Thursday, December 09, 2010

Globally and Locally Structured Databases

I've been reading another article on NoSQL.

This one focuses on the 'No Join' aspect which the author relates to schema-less data.

Normalisation and joins don't go hand-in-hand though. If you are old enough, you might have had an address book (or a filofax). In there, you would write addresses organized by name. Under "F" you'd write "FLINTSTONE, FRED and WILMA" followed by an address in Bedrock. That's pretty normalised. You haven't got one entry for Fred and another for Wilma both with the same address. You might write Fred's birthday next to his name, and Wilma's next to hers, and have another date for their wedding anniversary.

Implicitly you've recognised that some items belong the the 'family' entity and others to the 'family member' entity. But you've made them part of a single object that provides the joining mechanism.

SQL databases use tables to represent entities, requiring joins to pull back related entities (which leads to concepts like primary keys). I started out on an IDMS network database which didn't have tables, but rather explicit relationships between entities. You would start with a parent, follow a relationship down to a child and then to siblings (either all of them, or as many as you wanted to find). You might then follow a different relationship from that child to another kind of parent. Still normalised, but a different linking mechanism.

There is a difference between what I'd term 'globally structured data' and 'locally structured data'. SQL databases have a global structure in that a consistent structure is forced on the entire database. One the other hand Document databases allow each document to follow its own structure. Key-value stores don't have any explicit structure, leaving it up to the application to interpret.

Where you have orders consisting of order lines, a SQL database will have one Orders table and one Order Lines table, and all the Orders would have the same attributes (for example Customer Name), and all the Order Lines would have the same attributes. A document database may have some orders that have a "Customer Name", but others that have "Customer Surname" and "Customer First Name" and yet others that have "Customer Corporate Name". This puts more emphasis on the application to work with the potential varieties.

So what is the difference when it comes to the 'agility' of the implementations ?

In the run up to Christmas, your firm decides to change your business model. Rather than forcing people to make separate orders for each delivery address, you now allow each item to be delivered to a different location. In a normalised database you need to add the DELIVERY_LOCATION to the ORDER_LINE entity. You then update all existing orders so that the DELIVERY_LOCATION from the ORDER is copied down to the individual child ORDER_LINE records and finally drop the DELIVERY_LOCATION from the ORDER table.

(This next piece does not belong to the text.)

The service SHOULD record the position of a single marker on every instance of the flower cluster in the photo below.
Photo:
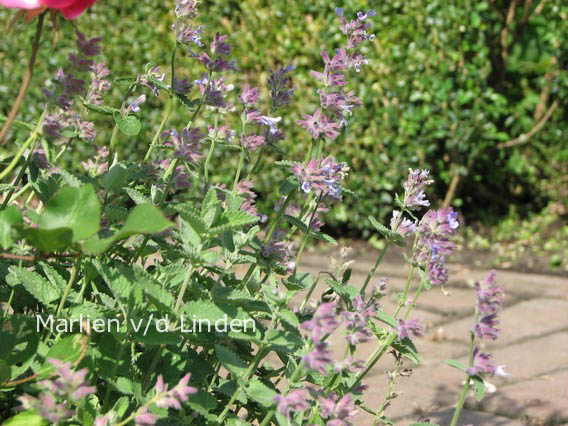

In a document database you can change the application and start recording your new delivery location on your Order Lines. At the database layer, you don't have to worry that the structures are not consistent. The problem is you still have to write code that copes with delivering items to the right place, and that handles orders that just have a delivery location at the order level as well as orders that have it at the order item level. Your application logic now has additional complexity, plus you need test cases that cope with both sets of conditions. To make it easy, you may have template versions for the documents, so that 'v1.1' Orders have the single delivery location but the newer 'v2.0' Orders have it at the lower level. 

Worse yet, your application will have bugs in it. Maybe not today, maybe not tomorrow but one day, and you'll regret the consequences for the rest of your life. Because you'll be stuck with some 'v1.1' Orders that have a delivery location on the Order Lines, or perhaps a 'v2.0' with no delivery location at all, or something that claims to be a 'v1.3' style which isn't documented anywhere but is something Barney had to write at five o'clock on Christmas Eve.

It is perfectly possible for you to run a 'migration' on your document database so that all your data is at the same version. This basically enforces the same situation as a 'globally structured database' like SQL....except you need to get all the code right because you won't get enforcement support from the database layer itself.

Another solution might be to delete orders once they are delivered. After a few months, those 'v1.1' documents won't be an issue any more. At least in five years time you won't have code that is built to deal with 20 different versions.

Generally, the problems of being Agile in an RDBMS are not to do with SQL or relational concepts. They are a consequence of being unable to restructure existing data (perhaps you can't work out how, or don't have the data you need). But they are ultimately problems in migration from the old business model to the new model, not database problems.

To be even handed, schema changes are still not seamless, especially with more primitive database engines, or when dealing with high-availability / multi-server / replicated databases. But that's a 'state of the art' issue, not a fundamental conceptual issue.

1 comment:

DomBrooks said...

Just been reading the article to which you refer.

I'm constantly amazed by people who just don't get data, don't get databases, don't get modelling.

It's easy to come up with an example of a bad data model - which is what the research paper example is - but to use that bad data model as an example that relational databases are bad is just b0ll0cks.

It just proves that good analysis and database design are key.

And there's more to agility than just being able to bash out the latest change quickly.

Long-term agility is about adapting quickly with the business and leaving behind something which performs, makes sense and is not storing up some great big problem that someone will have to deal with down the line.